MLST was usually used to distinguish different Salmonella subtypes, and it can break through the limitations of traditional serotyping. We used MLST to perform rapid and accurate identification of serotyping of pet Salmonella from different sources. Each strain has been profiled by different seven alleles. The results showed that a total eight different STs were identified in 27 isolates, including ST198, ST17, ST34, ST19, ST39, ST20, ST469 and ST155. Among them, ST198 was the most frequent genotype recovered in this study. Salmonella Kentucky was found in many countries, such as the United States, Denmark, Britain, France and China, and its hosts mainly include poultry, pets and humans. Although both ST198 and ST314 in this study correspond to Salmonella Kentucky, but their seven pairs of housekeeping genes were not consistent. Le Hello et al. performed MLST typing on 66 isolates and obtained 9 ST types, ST198 was the dominant type, accounting for 74%, ST314 was also detected, but the proportion was relatively low (Le Hello et al. 2011). Similarly, ST34 and ST19 are closely related. There was only one housekeeping gene (dnaN) between ST34 and ST19 that has been mutated. Previous experiments have shown that ST34 was more resistant than ST19 (Zankari et al. 2013), and both belong to Salmonella typhimurium. ST17 was the more common ST type of Salmonella from chickens in Jiangsu Province. In recent years, human infections caused by Salmonella Indiana have also increased (Gong et al. 2016). Finally, ST39, ST469, and ST155 appeared multiple times in animal-derived and food-borne Salmonella (Gong et al. 2016; Yang et al. 2016; Zhou et al. 2017). The ST type appearing in this study was widely present in all kinds of animals and animal products. It was very likely that pet dogs and cats have been in contact with other animals infected by Salmonella or eat contaminated food, and the infected pets may spread Salmonella to humans and cause outbreaks of salmonellosis through close contact with humans.

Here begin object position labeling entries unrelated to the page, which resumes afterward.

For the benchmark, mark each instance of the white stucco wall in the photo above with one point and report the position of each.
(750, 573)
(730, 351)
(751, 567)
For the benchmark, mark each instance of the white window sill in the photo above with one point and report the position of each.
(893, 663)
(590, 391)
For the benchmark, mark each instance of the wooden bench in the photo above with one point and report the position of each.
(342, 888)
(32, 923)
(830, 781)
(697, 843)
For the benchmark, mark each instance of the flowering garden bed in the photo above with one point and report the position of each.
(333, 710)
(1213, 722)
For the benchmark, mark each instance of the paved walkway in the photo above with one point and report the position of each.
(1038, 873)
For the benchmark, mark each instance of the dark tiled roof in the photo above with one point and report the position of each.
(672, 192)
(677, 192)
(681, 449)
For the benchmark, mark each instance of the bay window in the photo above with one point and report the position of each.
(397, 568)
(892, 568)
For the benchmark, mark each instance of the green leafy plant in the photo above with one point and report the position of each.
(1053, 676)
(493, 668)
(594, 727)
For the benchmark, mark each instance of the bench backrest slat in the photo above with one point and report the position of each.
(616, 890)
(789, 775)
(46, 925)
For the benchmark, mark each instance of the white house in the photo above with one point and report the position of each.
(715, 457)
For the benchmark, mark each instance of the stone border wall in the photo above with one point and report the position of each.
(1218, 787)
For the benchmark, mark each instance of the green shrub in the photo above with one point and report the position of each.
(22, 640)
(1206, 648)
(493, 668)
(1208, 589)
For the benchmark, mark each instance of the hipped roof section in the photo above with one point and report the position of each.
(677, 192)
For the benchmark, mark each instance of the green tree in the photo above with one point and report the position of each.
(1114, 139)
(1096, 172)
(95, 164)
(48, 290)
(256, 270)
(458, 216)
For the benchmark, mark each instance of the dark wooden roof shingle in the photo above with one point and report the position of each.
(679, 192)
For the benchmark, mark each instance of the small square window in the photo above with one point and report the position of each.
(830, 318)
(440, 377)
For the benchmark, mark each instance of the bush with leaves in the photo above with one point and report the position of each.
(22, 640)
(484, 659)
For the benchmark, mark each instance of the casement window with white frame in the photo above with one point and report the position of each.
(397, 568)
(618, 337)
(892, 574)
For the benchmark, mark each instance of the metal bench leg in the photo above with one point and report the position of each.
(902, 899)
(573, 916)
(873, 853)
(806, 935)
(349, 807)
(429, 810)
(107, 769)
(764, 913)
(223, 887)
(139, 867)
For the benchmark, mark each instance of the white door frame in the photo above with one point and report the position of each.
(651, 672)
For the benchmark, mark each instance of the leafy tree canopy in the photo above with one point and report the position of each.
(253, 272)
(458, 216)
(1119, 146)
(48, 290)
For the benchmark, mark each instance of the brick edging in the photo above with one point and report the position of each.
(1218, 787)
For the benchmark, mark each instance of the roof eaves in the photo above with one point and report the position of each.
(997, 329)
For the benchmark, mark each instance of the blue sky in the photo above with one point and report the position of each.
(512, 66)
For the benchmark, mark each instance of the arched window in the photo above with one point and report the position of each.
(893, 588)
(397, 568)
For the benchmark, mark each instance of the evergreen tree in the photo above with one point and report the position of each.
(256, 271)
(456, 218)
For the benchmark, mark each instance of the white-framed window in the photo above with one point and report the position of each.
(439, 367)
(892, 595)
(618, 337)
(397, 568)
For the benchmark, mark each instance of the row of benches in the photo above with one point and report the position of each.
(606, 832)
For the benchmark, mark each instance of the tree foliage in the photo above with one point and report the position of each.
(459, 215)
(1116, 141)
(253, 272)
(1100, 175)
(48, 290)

CRISPR typing was performed on 11 strains of Salmonella Kentucky, and the CRISPR1 and CRISPR2 loci of the strains were amplified and sequenced. By searching the CRISPRFinder database, we found the repeat sequences and spacer sequences, and draw sequence maps. The results showed that the fixed repeat sequences of the two loci were the same. There were 29 kinds of spacer sequences at the CRISPR1 loci, and 8 kinds of new spacer sequences have emerged; there were 19 kinds of spacer sequences at the CRISPR2 loci, and 4 new spacer sequences had appeared. Figure 2 showed that the spacers of CRISPR1 and CRISPR2 were diversity in S.Kentucky. The reason for this phenomenon was due to the duplication of a single spacer-DR units or the deletion of single or multiple spacer-DR units. The results of Fabre et al. showed that the number of CRISPR1 spacers in Salmonella Kentucky was 19 or 18, and the number of CRISPR2 spacers was 18 or 17 (Gong et al. 2016). In this article, most of the Salmonella Kentucky strains had repeat sequence deletions and insertions at both CRISPR loci, this phenomenon is called CRISPRS microevolution. In other words, the change process of the spacer loci was considered to be the evolution process of Salmonella, the dynamic changed of the spacer sequence in the locus can not only cause short-term phenotype changes, but also cause long-term subclass evolution (Fricke et al. 2011; Horvath et al. 2008). Salmonella Kentucky CRISPR typing (KCT) identified nine KCTs among the 27 isolates from pet dogs. This was consistent with the results of a previous study that CRISPR typing has a better ability to distinguish Salmonella Kentucky than MLST (Fen et al. 2011). It was found that multiple KCTs were separated in the same pet hospital. This diversity should be attributed to the sanitation and management conditions of the pet hospital.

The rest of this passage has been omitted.